Post by Prometheus on Jan 28, 2021 2:09:34 GMT
老外 - laowai
This is a term that most foreigners in China hate and most Chinese can't understand why.
To the Chinese it simply means "foreigner".
But here's the thing: they only use it to refer to white people and they still use it when they are abroad. Yup. A group of Chinese in Australia or Canada or wherever will refer to the white people around them as "laowai" and therefore cannot mean "foreigner."
It means "outsider"; "not one of us."
Chinese people who use the term intend no malice per se, but once you realize that it's a word meant to keep you separate, you can't help but feel that it's pejorative at heart.
The proper term for "foreigner" is 外国人 (waiguoren) and children learn this as the proper word to use, but at home they learn the word laowai, especially from grandma and grandpa.
Most of us foreigners will even caution Chinese friends from using the term in our presence. When the Chinese friend gives you a "who are you to tell me what you are?" look (which happens), it's time to find a new friend... and more evidence that the word does NOT mean "foreigner."

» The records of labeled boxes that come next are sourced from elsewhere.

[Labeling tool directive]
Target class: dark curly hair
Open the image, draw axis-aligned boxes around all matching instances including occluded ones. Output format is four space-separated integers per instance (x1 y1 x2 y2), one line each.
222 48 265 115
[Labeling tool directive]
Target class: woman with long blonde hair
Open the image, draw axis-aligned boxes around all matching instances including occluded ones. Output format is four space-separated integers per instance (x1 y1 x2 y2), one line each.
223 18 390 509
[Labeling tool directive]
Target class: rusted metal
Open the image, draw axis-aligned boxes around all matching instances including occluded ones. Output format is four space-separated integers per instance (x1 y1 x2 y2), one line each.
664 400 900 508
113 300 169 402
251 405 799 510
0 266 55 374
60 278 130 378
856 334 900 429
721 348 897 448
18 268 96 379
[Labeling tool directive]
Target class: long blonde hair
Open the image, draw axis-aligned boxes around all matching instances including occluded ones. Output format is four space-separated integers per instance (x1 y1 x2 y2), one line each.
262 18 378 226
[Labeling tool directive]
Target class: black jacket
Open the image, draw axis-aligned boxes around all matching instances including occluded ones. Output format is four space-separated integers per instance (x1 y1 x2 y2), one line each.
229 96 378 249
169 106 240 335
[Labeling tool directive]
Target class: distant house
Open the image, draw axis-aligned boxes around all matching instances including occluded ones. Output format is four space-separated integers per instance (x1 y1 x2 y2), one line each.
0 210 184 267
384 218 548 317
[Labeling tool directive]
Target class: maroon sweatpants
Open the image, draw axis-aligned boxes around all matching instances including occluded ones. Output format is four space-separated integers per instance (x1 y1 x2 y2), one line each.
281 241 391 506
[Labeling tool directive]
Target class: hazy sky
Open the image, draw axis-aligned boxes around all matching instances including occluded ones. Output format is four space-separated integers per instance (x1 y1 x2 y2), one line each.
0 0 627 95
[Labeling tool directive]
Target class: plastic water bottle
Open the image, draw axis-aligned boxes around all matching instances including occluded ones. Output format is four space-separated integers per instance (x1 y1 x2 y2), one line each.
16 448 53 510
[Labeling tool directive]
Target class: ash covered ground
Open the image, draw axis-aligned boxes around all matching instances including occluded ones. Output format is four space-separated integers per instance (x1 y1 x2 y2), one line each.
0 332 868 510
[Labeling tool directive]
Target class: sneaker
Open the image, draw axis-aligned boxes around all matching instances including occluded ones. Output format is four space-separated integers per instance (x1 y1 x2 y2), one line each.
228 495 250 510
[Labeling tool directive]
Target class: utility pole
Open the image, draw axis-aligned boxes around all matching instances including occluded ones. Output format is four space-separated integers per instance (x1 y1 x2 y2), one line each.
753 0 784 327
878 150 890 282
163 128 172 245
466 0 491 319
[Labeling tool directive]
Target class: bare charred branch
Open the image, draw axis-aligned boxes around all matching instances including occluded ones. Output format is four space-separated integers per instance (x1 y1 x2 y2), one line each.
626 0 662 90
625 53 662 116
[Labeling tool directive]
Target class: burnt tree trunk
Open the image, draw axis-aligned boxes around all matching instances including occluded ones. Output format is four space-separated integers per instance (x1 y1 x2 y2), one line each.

However, many of us will use the word amongst ourselves much in the way that black American people might use the n-word.
Aside:
My city has a high number of college students from African countries, and they REALLY don't like most of the black Americans in town. The Africans don't like the "fake poverty" of black Americans. They don't understand the strange names and absolutely hate the faux-African ones. And most of them really, really hate being called the n-word (even in a collegial manner) because to them it's a slur. Period.
There are slurs in Mandarin for white people that are far worse than laowai but they are rarely heard by us, unless some drunk Chinese guy is getting dragged out of a restaurant or bar... or just before he gets dragged out of a restaurant or bar. You get the idea.
In the end, a white person could become completely fluent in the Chinese language and all of their customs, renounce their native citizenship in favor of a Chinese one, and even become a vocal proponent and member of the CCP and the Chinese would still refer to that person as a laowai.